Bonsoir à toutes et à tous.

J'ai regardé vendredi soir l'émission de Gullaume Durand sur France 2, "Esprits libres". Il y avait Philippe Sollers, et face à lui, Valérie Pécresse. C'était une rencontre assez jubilatoire. Sollers me ravit à chacune de ses prestations télévisées. Ses propos sont toujours vifs, intelligents, provocateurs. J'ai l'impression qu'il ne vieillit pas, qu'il reste identique à lui-même, l'esprit pétillant, malicieux entretenant chez lui le corps. Face à la ministre, avec un public d'étudiants plutôt acquis à sa cause, il s'en est pris avec fougue à Nicolas Sarkozy, à son gouvernement et à sa politique.
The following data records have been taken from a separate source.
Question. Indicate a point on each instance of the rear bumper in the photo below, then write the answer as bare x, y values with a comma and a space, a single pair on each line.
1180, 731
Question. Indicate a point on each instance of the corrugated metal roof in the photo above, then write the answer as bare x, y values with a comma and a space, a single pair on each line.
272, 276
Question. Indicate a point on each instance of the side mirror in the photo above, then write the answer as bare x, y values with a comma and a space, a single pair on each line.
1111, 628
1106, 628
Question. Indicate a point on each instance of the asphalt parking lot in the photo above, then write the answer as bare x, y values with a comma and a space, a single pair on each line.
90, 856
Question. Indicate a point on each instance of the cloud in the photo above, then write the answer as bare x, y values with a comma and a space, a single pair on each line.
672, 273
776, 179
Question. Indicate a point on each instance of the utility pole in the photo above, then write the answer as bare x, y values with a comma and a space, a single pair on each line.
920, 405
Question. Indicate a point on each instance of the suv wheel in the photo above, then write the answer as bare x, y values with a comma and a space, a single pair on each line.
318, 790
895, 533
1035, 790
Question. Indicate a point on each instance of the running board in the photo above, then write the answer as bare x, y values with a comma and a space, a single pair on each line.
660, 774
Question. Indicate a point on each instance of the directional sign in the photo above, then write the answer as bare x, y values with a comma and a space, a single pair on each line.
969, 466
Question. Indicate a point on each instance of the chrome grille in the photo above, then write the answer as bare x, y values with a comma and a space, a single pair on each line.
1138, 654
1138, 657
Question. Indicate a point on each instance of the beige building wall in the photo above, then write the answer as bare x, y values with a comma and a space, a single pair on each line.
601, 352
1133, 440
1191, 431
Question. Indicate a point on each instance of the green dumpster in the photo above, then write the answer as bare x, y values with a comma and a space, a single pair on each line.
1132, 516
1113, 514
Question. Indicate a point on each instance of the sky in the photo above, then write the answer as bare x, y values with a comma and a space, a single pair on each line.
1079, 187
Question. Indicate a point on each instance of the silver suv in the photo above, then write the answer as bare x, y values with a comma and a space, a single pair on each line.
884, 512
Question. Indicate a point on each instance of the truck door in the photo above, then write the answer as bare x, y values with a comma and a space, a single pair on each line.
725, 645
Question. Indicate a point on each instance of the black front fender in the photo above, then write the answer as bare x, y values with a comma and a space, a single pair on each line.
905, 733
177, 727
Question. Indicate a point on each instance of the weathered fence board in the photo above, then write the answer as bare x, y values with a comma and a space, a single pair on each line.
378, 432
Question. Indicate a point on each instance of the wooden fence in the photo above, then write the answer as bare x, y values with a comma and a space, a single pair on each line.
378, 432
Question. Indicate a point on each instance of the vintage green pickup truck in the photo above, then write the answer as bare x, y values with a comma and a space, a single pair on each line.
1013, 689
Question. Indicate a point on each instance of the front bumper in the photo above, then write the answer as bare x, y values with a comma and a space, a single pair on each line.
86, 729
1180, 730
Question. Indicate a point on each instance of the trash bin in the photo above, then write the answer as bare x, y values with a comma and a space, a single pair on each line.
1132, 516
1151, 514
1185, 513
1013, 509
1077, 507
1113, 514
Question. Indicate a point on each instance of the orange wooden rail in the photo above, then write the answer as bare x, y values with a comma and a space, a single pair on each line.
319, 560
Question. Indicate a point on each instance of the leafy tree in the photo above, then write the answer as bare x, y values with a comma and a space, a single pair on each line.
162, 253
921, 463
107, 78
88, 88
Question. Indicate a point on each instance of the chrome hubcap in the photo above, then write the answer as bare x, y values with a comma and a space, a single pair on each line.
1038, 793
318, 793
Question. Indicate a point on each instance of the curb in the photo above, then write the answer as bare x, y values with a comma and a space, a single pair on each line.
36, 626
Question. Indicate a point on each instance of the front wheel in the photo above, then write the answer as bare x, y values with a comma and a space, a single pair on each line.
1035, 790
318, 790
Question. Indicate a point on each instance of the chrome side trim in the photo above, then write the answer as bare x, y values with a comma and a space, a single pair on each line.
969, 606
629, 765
Sollers, dans le fond et la forme, a gardé quelque chose du maoïste qu'il a été dans les années 60.

Pécresse, dans son look très BCBG assumé de femme de droite, a tenté de résister aux assauts de Sollers en bourgeois intello comme toujours très remonté. Son angle d'attaque a porté sur deux fronts: Sarkozy, c'est la liquidation de Mai 1968, c'est-à-dire de la liberté; Sarkozy, c'est le culte de l'argent, c'est-à-dire la défaite de l'esprit. La liberté, l'esprit, la culture, Sollers y tient, et Sarkozy lui semble étranger à tout ça. Et de rappeler la soirée au Fouquets du président élu depuis quelques heures seulement, en compagnie de ses amis, vedettes fortunées, puis les quelques jours de détente en méditerranée sur un yatch de milliardiaire, enfin les vacances cossues et américaines, à quelques dizaines de kilomètres du ranch du président Bush. L'argent comme finalité du travail ("travailler plus pour gagner plus"), l'argent comme finalité de l'université (la loi Pécresse), l'argent qui obsède et fascine Sarkozy.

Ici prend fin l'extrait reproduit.